Article: A Drug For ME/CFS? The Rituximab Story


I've long ago concluded that CFS is most likely *either* a chronic viral infection or an autoimmune disorder, or possibly a combination of both. If a treatment such as Rituximab shows benefit in properly conducted trials on a well-defined patient cohort, then it doesn't immediately matter which of the two it is - trials and possibly approved treatments can proceed based on the proven benefit while study continues into the ultimate pathology of the disease. There are quite a number of medications that are approved for various disorders where nobody knows exactly *why* they work, yet.
or immune defiency and can overlap with adrenal fatigue, chronic infections/ illness can really give the adrenals a hiding and being low in cortisol and dhea can reduce our ability to handle these stresses and disrupt sleep which then puts us in a viscious cycle.


It seems ME/CFS is more a both/and than an either/or situation...given that all patients have some combination of a varying array of pathogens, systems disruptions, and CNS weirdness. In fact, I'll add chicken/egg to both/and, because it is not clear yet either whether there is even a specific sequence of onset events across patient profiles. I like the Neuro-Immune label best, since it seems to address the totality of the illness profile; while we don't yet know whether it is immune dysregulation or an auto-immune situation, we do know that something is wrong with the immune system and the neurological system, and that multiple pathogens are at play.

I agree that auto-immune is a strong possibility, but that doesn't rule out the fact that chronic viral infection is at play--as evidenced by the vast majority of patients who have, and have had for many years, multiple identifiable persistent viruses.
Its just too weird - chemotherapy drugs make some people with CFS better! You got stronger on chemotherapy! Who gets stronger on chemotherapy....

You've got to have some tough disease to get stronger on chemotherapy! :mask::mask::mask::mask::mask::mask::mask::mask::mask::mask:

Is CFS interesting or what?
Hi Cort

Thanks for your site--it's a blessing! I've been reading here for months but this is my first post.

About five years ago I had chemotherapy as an adjunct to radiotherapy for cancer. I believe the drug was 5-fluoruracil, and I was to have it in two sessions of a week each, one near the start and the other near the end of the radiation treatements.

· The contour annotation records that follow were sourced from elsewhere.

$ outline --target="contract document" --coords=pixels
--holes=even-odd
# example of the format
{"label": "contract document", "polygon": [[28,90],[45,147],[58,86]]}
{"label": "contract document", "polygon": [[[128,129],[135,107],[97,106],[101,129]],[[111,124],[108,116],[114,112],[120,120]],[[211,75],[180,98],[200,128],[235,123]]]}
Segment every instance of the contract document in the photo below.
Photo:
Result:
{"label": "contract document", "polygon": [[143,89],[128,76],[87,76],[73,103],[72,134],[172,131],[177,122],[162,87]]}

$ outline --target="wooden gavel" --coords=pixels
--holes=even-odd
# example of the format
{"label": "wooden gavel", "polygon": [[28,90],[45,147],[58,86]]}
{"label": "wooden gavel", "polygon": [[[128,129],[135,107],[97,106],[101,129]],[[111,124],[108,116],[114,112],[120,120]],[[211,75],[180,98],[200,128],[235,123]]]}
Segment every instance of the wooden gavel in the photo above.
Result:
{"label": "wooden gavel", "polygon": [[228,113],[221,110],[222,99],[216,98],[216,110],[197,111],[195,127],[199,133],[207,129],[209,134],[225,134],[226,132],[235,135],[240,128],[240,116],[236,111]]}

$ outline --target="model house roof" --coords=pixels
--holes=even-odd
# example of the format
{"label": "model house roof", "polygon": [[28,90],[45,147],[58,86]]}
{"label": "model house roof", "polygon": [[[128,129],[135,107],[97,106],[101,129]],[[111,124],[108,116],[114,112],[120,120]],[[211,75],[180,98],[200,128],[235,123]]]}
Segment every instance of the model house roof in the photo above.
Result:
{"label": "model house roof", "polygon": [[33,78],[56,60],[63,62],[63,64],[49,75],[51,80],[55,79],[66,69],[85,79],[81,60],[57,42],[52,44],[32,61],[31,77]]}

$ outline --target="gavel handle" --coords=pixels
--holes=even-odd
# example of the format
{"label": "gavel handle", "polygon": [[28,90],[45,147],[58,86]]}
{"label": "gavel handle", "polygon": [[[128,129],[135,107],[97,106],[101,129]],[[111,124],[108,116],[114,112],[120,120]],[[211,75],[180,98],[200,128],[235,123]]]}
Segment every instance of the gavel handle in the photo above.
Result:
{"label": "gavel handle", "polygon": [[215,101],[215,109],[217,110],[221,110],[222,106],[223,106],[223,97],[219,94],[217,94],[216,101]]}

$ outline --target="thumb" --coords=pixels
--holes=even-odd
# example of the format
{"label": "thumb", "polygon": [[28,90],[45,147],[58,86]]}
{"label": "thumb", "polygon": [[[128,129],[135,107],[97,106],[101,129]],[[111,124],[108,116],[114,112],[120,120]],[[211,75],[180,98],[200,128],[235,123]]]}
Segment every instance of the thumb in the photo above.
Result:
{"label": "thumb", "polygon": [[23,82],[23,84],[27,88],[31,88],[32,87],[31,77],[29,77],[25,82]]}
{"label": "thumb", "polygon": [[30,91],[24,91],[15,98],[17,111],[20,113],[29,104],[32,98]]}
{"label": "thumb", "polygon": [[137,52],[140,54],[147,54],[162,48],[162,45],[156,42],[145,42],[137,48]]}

In my first and only interview with the chemotherapist, I told him that although I was concerned about getting through the demands of more than two months of radiotherapy/chemo, I just had a feeling I would be OK. His response gave me the impression that it was common knowledge in his field that CFS people often/may do well on chemo--"You'll feel terrific for the first month, then you'll start to feel tired again as the effects of the radiation kick in."

Actually, what happened was that the post-exertional malaise improved by at last 50% during or after the first week of chemo (I forget which) and it stayed improved all through the treatment and the recovery phase at home until just before I got my first "nearly normal" blood test results. I DID get "tired" from the radiotherapy but it was a normal, minor fatigue that went away after a rest. Apart from the pain from the radiotherapy burns towards the end and the mild nausea during the chemotherapy itself I felt FANTASTIC during those three or four months until my immune system "recovered" to previous CFS levels.

After those amazing months, I believe the CFS might have become worse than before the treatement, in the sense that I was able to do less before a fatigue reaction set in, or, in other words, I got a worse reaction than before to a given task, my "energy envelope" had shrunk. So I would think at least twice before taking chemo again, for either CFS or cancer.
Update from Dr. Mella on the study

The double-blinded, placebo controlled study of Rituximab is completed, the paper written and has been sent to a journal for publication (no word on its fate). The study was apparently successfu as he states

'we are presenting strong indications of the mechanism behind this poorly understood entity to be autoimmune).

The next study (NCT01156909) of Rituximab intervention and maintenance in 25 patients (giving the drug up to 14 months) is underway. This study has 3 years of follow-up, but they will be try to publish an initial analysis after one year.
Thanks for the update, Cort. I hope it is published soon. If I remember correctly, the authors of the first Rituxan study hypothesized that the good results for pwme was either due to an autoimmune condition or an infection of the B cells themselves. Sounds like they are leaning to the autoimmune theory.

Autoimmunity, in my mind, is difficult to understand. There is often an infectious start to autoimmune conditions. So, is the body attacking "self" or is there some stealth pathogen that we are unable to detect that causes what we call "autoimmune?"